Untenstehende Geräte erfüllen die Kriterien für eine adäquate Behandlung und sollen in diesem Kontext als Referenz hinsichtlich des einzuhaltenden Qualitätsstandards gelten.

Beispiele Robotik-Geräte für die obere Extremität: 

  • Armeo®Spring, Hocoma
  • Armeo®Power, Hocoma
  • Diego®, tyromotion

Beispiele Robotik-Geräte für die untere Extremität: 

  • Lokomat®, Hocoma
  • Ekso, ekso Bionics

Werden andere Geräte verwendet, entsprechen diese in der Behandlungsqualität den oben genannten Beispielen. 

Domizilbehandlung

Die neue Tarifstruktur bewertet alle Tarifpositionen anhand der Kosten, die für die Leistungserbringung anfallen. Dabei werden neben den Lohnkosten auch die jeweils benötigten Infrastrukturkosten berücksichtigt.

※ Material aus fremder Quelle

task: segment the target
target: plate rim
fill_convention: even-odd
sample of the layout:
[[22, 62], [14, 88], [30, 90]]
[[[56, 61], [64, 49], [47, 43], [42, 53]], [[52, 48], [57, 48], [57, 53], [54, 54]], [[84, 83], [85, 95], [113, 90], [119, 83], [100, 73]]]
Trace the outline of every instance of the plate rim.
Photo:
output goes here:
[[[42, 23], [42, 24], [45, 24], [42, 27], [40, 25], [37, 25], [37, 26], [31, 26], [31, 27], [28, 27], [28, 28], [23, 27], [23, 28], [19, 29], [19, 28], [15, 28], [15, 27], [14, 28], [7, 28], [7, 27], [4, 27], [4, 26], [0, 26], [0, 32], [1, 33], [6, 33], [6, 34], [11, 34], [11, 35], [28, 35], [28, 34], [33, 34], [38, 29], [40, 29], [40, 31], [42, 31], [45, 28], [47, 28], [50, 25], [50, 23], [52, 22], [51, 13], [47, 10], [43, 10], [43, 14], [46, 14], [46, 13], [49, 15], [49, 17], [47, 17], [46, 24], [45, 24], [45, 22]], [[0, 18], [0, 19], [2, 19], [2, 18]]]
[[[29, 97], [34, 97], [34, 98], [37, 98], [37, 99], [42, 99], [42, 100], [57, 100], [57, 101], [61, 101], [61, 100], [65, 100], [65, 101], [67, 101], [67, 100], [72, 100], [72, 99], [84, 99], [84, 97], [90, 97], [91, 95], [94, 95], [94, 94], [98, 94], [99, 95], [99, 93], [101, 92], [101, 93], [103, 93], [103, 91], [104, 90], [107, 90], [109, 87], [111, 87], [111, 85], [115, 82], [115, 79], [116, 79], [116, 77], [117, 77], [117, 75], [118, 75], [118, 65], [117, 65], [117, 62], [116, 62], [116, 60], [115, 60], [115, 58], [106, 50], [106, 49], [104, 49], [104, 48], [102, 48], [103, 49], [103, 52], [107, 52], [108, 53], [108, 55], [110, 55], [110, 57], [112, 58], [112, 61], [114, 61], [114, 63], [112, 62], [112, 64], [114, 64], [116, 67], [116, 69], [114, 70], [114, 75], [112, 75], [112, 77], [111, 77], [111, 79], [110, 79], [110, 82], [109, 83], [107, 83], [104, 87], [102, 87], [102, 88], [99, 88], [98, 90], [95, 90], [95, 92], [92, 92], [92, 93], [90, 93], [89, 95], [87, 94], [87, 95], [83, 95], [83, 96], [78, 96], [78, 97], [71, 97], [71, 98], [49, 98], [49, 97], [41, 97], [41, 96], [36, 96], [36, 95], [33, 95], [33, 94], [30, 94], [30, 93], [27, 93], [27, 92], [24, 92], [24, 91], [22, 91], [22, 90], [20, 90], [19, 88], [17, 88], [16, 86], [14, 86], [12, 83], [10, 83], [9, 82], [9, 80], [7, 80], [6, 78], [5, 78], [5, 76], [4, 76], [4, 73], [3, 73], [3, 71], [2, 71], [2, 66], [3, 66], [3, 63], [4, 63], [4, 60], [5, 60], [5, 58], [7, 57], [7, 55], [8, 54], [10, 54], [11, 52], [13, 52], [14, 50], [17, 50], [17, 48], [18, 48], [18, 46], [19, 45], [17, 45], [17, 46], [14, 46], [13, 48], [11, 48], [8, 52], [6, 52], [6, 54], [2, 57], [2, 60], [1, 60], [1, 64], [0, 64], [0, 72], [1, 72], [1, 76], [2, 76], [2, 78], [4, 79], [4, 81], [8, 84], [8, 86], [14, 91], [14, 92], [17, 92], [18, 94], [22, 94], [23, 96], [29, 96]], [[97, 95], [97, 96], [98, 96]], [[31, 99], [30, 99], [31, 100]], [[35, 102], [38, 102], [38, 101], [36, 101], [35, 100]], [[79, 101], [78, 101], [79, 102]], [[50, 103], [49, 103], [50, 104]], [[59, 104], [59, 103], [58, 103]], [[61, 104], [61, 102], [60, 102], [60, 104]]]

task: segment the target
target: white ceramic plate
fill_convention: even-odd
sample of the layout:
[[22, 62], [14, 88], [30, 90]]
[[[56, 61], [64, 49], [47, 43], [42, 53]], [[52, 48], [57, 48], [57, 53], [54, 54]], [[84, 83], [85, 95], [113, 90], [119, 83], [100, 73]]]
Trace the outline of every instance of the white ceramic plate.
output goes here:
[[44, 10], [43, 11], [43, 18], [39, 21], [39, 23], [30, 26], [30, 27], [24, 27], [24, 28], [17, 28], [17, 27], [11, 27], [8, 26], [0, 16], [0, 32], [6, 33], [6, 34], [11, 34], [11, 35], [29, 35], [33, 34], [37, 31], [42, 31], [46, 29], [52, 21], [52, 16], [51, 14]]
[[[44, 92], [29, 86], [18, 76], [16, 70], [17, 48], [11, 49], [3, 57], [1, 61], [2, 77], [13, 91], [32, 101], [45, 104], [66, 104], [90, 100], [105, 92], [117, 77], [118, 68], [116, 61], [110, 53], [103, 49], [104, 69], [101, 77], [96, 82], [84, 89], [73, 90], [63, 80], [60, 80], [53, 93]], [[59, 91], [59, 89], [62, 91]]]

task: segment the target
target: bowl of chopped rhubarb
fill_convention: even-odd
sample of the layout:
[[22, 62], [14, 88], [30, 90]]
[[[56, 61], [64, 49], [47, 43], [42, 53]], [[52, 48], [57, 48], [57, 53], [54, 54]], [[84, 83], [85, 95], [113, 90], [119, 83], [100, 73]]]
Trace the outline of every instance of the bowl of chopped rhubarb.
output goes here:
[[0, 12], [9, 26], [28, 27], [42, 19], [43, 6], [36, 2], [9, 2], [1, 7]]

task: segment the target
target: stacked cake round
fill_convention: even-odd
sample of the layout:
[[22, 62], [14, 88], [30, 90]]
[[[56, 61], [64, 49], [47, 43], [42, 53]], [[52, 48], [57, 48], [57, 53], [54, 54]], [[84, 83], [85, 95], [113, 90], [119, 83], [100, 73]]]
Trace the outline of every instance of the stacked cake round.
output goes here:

Da sich die Infrastruktur bei einer Domizilbehandlung wesentlich von jener einer Behandlung in der Praxis unterscheidet und insgesamt geringer ausfällt, wurde für die Domizilbehandlung eine eigene Tarifposition geschaffen. Entsprechend wird sie etwas tiefer bewertet als eine Behandlung in der Praxis

Sowohl die Tarifstruktur im UVG als auch jene im KVG sind das Ergebnis von Verhandlungen mit den jeweiligen Tarifpartnern. Entsprechend kann es zwischen den beiden Tarifsystemen zu Unterschieden kommen.

Im Rahmen der Weiterentwicklung der Tarife setzt sich Physioswiss jedoch dafür ein, eine möglichst weitgehende Vereinheitlichung der Vergütungsregelungen in den beiden Tarifsystemen zu erreichen.

Die Wegzeit wird künftig nicht grundsätzlich tiefer vergütet, sondern differenzierter. Die aktuelle Pauschale vergütet vergleichsweise kurze Wege besser als lange. Neu wird die Wegzeit entsprechend dem tatsächlichen Aufwand vergütet.

In der Praxis bedeutet dies, dass kurze Wege im Vergleich zur heutigen Pauschale tiefer vergütet werden, während lange Wege eine höhere Vergütung erhalten. Dadurch können auch längere Anfahrtswege kostendeckend erbracht werden, was die Versorgung insbesondere in ländlichen Regionen stärkt.

Sturzprävention

Weil die Leistungen der Sturzprävention neue Leistungen sind und deshalb ausserhalb der Kostenneutralität laufen. Aus diesem Grund musste bei den Leistungen der Sturzprävention keine Normierung vorgenommen werden und deshalb sind sie daher zurzeit höher bewertet als die vergleichbaren Leistungen. Nach Ablauf der Kostenneutralitätsphase (3 Jahre nach Einführung eines Tarifs) werden die Positionen dann mit den anderen Behandlungspositionen zusammengelegt. Zu diesem Zeitpunkt muss die Bewertung nochmals neu vorgenommen werden.

Hippotherapie

Die neue Tarifstruktur bewertet alle Tarifpositionen anhand der Kosten, die für die Leistungserbringung anfallen. Bei der Hippotherapie sind diese Kosten deutlich höher, da zusätzlich Aufwendungen für das Pferd, dessen Pflege sowie die Pferdeführerin berücksichtigt werden müssen. Dadurch fallen die Infrastrukturkosten wesentlich höher aus, was sich entsprechend in einer höheren Vergütung pro 5 Minuten widerspiegelt.

Die höhere Bewertung bedeutet jedoch nicht, dass die Hippotherapie als wichtiger eingestuft wird als andere Therapieformen. Sie trägt vielmehr den tatsächlich höheren Kosten der Leistungserbringung Rechnung.

Da die Hippotherapie nur einen sehr kleinen Anteil an den gesamten Physiotherapiekosten ausmacht, ist auch das Gesamttaxpunktvolumen, das auf sie entfällt, gering. Im Rahmen der Kostenneutralität hat die Bewertung der Hippotherapie daher nur einen minimalen Einfluss auf den Normierungsfaktor.